Facts of the case
Jaypee Infratech Ltd (hereafter referred to as JIL) is a special purpose vehicle created by its holding company, Jaiprakash Associates Limited which committed default of Rs. 526.11 crores in the repayment of its dues against IDBI bank and took advanced money from home buyers for sale of houses. But sooner, JIL turned into a non-performing asset (NPA). Therefore, the IDBI Bank filed an application under Section 7 of the Insolvency and Bankruptcy Code, 2016 before the National Company Law Tribunal, Allahabad to initiate Corporate Insolvency Resolution Process against it. The court ordered JIL to deposit Rs 750 crores. During the pendency of the said application, writ petitions were filed in Court by the home buyers concerning the stated project of JIL and seeking clarification as to the manner in which the voting percentage of the allottees (home buyers) will be reckoned.
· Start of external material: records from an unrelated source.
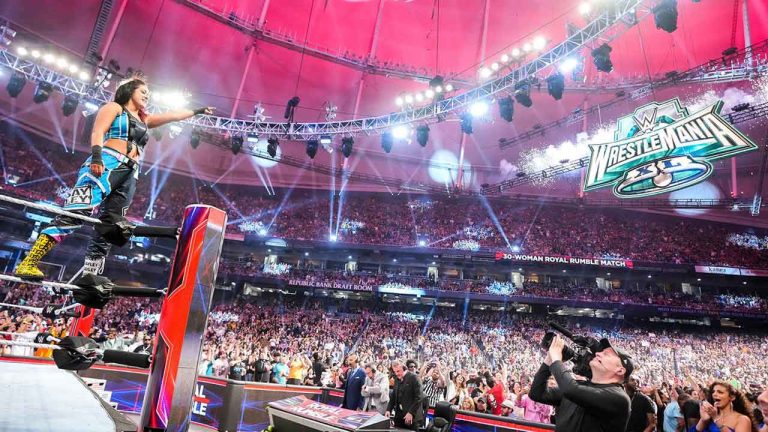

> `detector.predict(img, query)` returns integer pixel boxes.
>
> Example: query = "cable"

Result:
[293,0,315,96]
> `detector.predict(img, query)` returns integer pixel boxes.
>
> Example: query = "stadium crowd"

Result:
[0,285,768,430]
[0,132,768,268]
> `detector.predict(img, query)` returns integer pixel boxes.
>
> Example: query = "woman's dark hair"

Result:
[709,380,757,432]
[115,78,147,106]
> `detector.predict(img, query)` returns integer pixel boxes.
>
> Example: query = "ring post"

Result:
[139,205,227,432]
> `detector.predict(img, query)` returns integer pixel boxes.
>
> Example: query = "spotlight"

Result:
[547,72,565,100]
[230,135,243,155]
[652,0,677,33]
[283,96,301,123]
[499,96,515,123]
[341,137,355,157]
[558,57,579,73]
[32,81,53,103]
[307,140,318,159]
[469,101,489,118]
[515,82,533,108]
[592,44,613,72]
[151,128,163,144]
[381,132,394,153]
[5,73,27,98]
[461,113,473,135]
[416,125,429,147]
[61,94,80,117]
[392,125,410,139]
[189,129,200,149]
[267,138,280,159]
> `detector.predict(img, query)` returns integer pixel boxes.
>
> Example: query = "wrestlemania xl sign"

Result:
[584,98,757,198]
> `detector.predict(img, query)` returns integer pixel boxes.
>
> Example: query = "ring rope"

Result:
[0,194,102,224]
[0,339,63,349]
[0,273,82,291]
[0,303,43,312]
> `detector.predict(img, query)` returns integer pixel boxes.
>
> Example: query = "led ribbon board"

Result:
[583,98,757,198]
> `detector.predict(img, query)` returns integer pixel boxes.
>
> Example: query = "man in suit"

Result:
[362,364,389,414]
[387,360,424,430]
[341,354,365,411]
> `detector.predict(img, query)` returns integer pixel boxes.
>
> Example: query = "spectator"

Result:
[361,364,389,415]
[341,354,366,411]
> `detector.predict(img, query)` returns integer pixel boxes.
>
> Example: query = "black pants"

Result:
[41,150,138,258]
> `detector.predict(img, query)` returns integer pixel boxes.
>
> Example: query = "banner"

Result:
[583,98,757,198]
[696,266,768,277]
[496,252,634,269]
[288,279,373,291]
[268,396,389,430]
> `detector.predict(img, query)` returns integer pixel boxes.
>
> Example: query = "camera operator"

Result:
[529,335,634,432]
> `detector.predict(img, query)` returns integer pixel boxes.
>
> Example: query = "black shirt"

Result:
[528,361,630,432]
[627,392,656,432]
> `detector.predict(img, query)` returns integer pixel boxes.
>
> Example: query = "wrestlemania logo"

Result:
[584,98,757,198]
Arguments presented by the parties
IDBI Bank claimed that JIL had committed default of Rs. 526.11 crores in the repayment of its dues and sought the initiation Corporate Insolvency Resolution Process against JIL. However, JIL filed its objections opposing the admission of the petition. On 9 August 2017, NCLT initiated the CIRP in respect of JIL. An order of moratorium was issued under Section 14 by which the institution of suits and the continuation of pending proceedings, including execution proceedings was prohibited. The Board released a press note clarifying that homebuyers could fill in Form -F as they could not be treated at par with financial and operational creditors. The board ignored the interests of vital stakeholders in building projects, chief among whom are individuals who have invested their wealth in pursuit of the human desire to own a home. The IBC, in the submission of the petitioners, recognized only three categories or classes namely
- corporate debtors;
- financial creditors and
- operational creditors
Not being protected by the IBC, the petitioners argued that the rights conferred upon them by special enactments including the Consumer Protection Act 1986 and by RERA could not be divested. Suspension of the right to seek redressal before an adjudicatory forum left the home buyers without a remedy. Therefore, they filed an appeal in the higher court.
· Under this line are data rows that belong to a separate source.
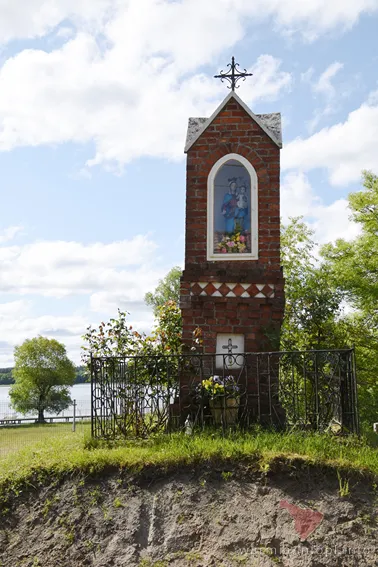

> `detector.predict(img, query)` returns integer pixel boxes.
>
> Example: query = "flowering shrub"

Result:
[198,376,239,399]
[217,232,248,254]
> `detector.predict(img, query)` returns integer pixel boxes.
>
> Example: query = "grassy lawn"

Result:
[0,421,90,462]
[0,424,378,500]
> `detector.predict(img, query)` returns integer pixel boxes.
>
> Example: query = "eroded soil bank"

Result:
[0,466,378,567]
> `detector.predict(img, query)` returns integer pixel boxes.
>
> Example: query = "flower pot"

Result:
[209,396,240,425]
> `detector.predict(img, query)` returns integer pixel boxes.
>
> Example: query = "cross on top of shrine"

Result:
[214,57,253,91]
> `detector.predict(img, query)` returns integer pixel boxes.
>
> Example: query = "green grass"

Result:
[0,425,378,502]
[0,421,90,462]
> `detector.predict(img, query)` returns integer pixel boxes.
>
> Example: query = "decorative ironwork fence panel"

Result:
[91,349,359,439]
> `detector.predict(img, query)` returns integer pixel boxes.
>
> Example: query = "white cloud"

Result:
[313,61,344,99]
[301,61,345,133]
[0,33,291,169]
[0,0,378,44]
[0,0,378,167]
[0,231,168,366]
[0,0,115,43]
[0,236,164,301]
[281,172,359,244]
[282,93,378,185]
[0,300,89,366]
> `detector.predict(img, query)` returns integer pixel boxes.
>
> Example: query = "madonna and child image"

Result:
[214,164,251,254]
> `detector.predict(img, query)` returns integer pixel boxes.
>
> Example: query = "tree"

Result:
[144,266,182,317]
[321,171,378,427]
[280,218,345,350]
[322,171,378,325]
[9,337,75,423]
[82,309,146,366]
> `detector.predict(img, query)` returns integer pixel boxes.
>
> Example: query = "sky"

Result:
[0,0,378,367]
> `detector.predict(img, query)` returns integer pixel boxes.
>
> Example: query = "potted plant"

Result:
[199,376,240,425]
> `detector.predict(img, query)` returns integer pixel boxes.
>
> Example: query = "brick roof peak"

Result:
[185,91,282,153]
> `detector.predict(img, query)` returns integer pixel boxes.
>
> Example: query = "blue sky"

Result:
[0,0,378,366]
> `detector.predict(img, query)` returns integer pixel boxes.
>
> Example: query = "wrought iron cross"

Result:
[214,57,253,91]
[222,339,239,364]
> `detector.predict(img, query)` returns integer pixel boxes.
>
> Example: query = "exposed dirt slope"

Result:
[0,468,378,567]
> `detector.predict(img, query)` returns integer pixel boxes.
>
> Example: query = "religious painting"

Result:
[213,159,251,255]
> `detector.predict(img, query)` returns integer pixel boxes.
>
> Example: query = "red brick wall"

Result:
[181,99,284,353]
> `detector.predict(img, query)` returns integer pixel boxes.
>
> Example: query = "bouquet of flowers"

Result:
[198,376,239,400]
[217,232,248,254]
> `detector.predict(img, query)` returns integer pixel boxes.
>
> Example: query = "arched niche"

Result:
[207,154,258,261]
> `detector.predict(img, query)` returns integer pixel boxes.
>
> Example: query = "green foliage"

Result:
[322,172,378,428]
[337,471,350,498]
[0,366,85,386]
[281,218,345,350]
[322,172,378,318]
[9,337,75,422]
[0,368,14,386]
[0,426,378,507]
[146,299,183,354]
[82,309,146,366]
[144,266,182,317]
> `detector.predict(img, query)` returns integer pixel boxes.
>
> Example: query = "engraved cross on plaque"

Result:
[222,339,239,364]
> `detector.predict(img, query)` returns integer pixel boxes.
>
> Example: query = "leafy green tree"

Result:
[9,337,75,423]
[321,171,378,428]
[144,266,182,317]
[322,171,378,325]
[281,218,345,350]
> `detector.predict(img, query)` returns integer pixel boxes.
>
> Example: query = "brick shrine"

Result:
[180,91,284,424]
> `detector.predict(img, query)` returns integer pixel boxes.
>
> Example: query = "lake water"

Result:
[0,384,91,419]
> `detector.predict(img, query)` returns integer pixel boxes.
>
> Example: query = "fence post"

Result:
[72,400,76,433]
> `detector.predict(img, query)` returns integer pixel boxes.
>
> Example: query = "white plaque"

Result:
[216,333,244,370]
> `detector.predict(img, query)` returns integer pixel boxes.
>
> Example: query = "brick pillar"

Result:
[181,96,284,426]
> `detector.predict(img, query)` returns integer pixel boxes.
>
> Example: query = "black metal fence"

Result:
[91,349,359,439]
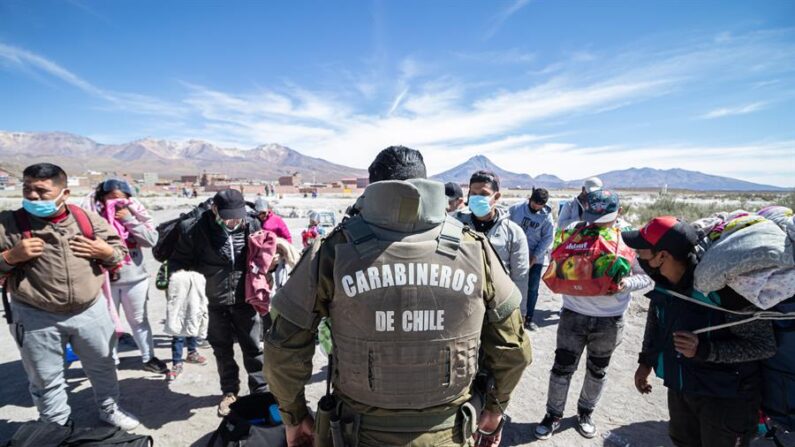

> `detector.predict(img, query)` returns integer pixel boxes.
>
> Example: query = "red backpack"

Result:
[0,204,95,324]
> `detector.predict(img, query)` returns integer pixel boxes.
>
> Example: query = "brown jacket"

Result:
[0,211,127,313]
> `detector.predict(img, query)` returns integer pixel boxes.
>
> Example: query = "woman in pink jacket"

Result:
[254,197,293,244]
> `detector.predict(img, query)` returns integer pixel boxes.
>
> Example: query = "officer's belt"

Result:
[360,408,458,433]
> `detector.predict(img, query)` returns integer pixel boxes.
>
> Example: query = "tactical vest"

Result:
[329,182,486,409]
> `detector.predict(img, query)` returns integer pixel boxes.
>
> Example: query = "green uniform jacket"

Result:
[264,231,532,425]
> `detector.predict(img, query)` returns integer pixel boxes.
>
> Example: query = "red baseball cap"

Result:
[621,216,698,255]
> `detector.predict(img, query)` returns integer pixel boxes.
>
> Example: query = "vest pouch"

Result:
[315,395,337,447]
[335,334,479,409]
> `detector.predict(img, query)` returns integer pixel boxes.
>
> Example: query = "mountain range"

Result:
[0,132,367,182]
[431,155,787,191]
[0,131,787,191]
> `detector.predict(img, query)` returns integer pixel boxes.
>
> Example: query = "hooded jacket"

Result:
[453,207,530,309]
[0,211,127,313]
[508,201,555,264]
[558,196,585,230]
[168,210,260,306]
Court categorizes Home Buyers as Financial Creditors
The supreme court stated that a CoC shall be constituted afresh in accordance with the provisions of the Insolvency and Bankruptcy (Amendment) Ordinance, 2018, more particularly the amended definition of the expression “financial creditors”. The amount of Rs 750 crores which has been deposited in this Court by JIL shall together with the interest accrued thereon be transferred to the NCLT and continue to remain invested and shall abide by such directions as may be issued by the NCLT. The Tribunal disposed of Company Appeal and applications therein by a common judgment and gave its decision including home buyers in the list of financial creditors.